Digital Europe, a trade association for digital industries, has called for certain exemptions from PSD2 – most notably, charging terminals for electric vehicles, in order to hasten the move away from petrol and diesel.
What’s next for open banking?
The open banking revolution promised by PSD2 has come to fruition, at least in part. Competition has increased in the payments sector, with more than 2,700 new payment institutions and electronic money institutions registered since the directive took effect.W
The European Banking Federation (EBF) believes that overall, PSD2 has contributed to increasing levels of innovation, competition and security and that concepts such as SCA have been “positive developments”.
However, in its response the EBF said it might be too early to comprehensively gauge the impact PSD2 has had on the market.

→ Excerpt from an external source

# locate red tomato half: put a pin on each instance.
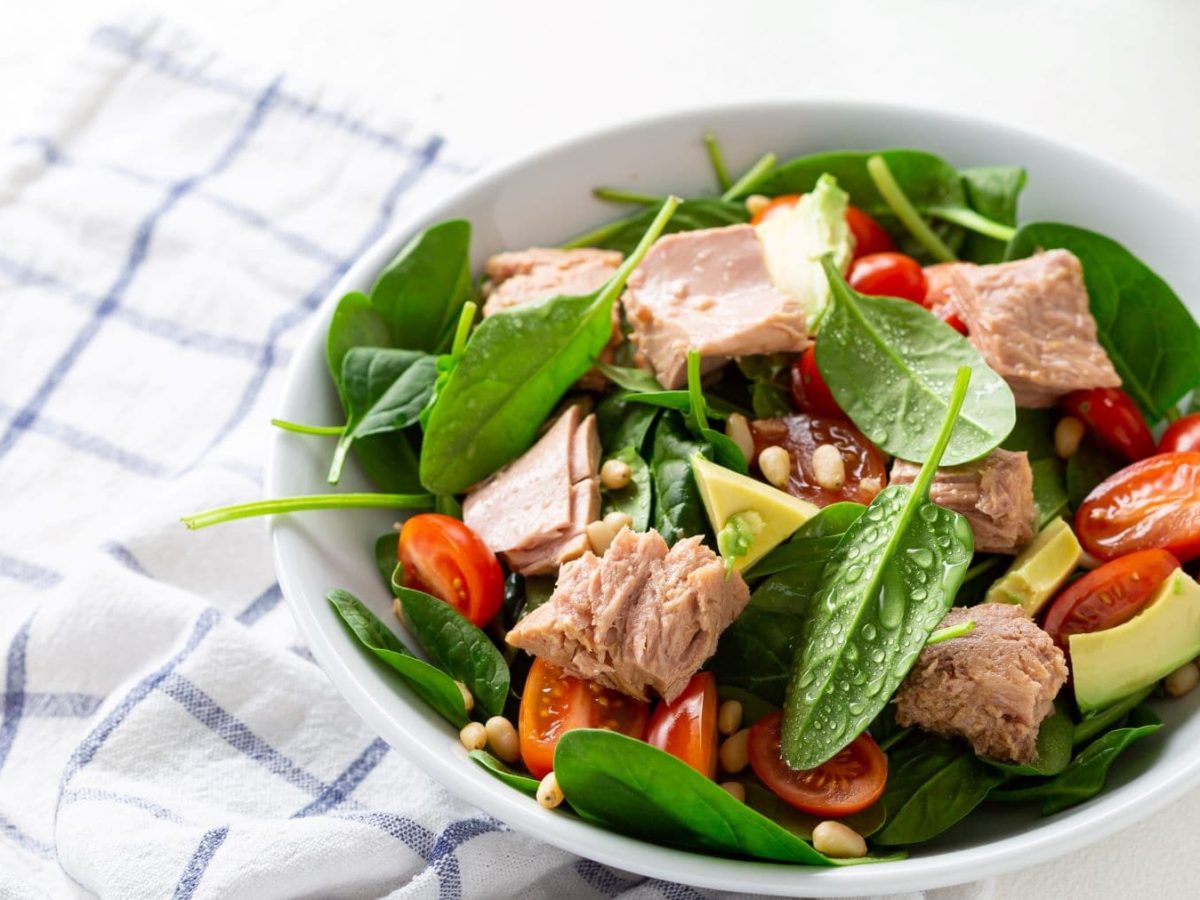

Further change should keep “regulatory consistency as a core principle”, it said. The EBF also believes that a review of PSD should look beyond open banking into open finance, which would extend regulation to cover pensions, insurance and investments.
McGuinness sees this as a potential route for new regulation. When she announced the review, she said: “Open finance has the potential to spark new, innovative products personalised to individual consumers – while those consumers keep control over their data.”
The payments sector has also moved fast. One of the big questions is whether Europe will bring in new regulations for innovative payment types, such as crypto transactions, digital wallet services and buy-now-pay-later (BNPL) schemes. The combined value of BNPL transactions worldwide jumped from £29bn in 2019 to £103bn in 2021. But the number of consumer complaints about BNPL in the UK has risen sharply.
Further innovation in the payments space seems inevitable. Europe’s regulators will have to move sharply to ensure that there’s a level playing field for newcomers and legacy businesses, while protecting the consumers who use them.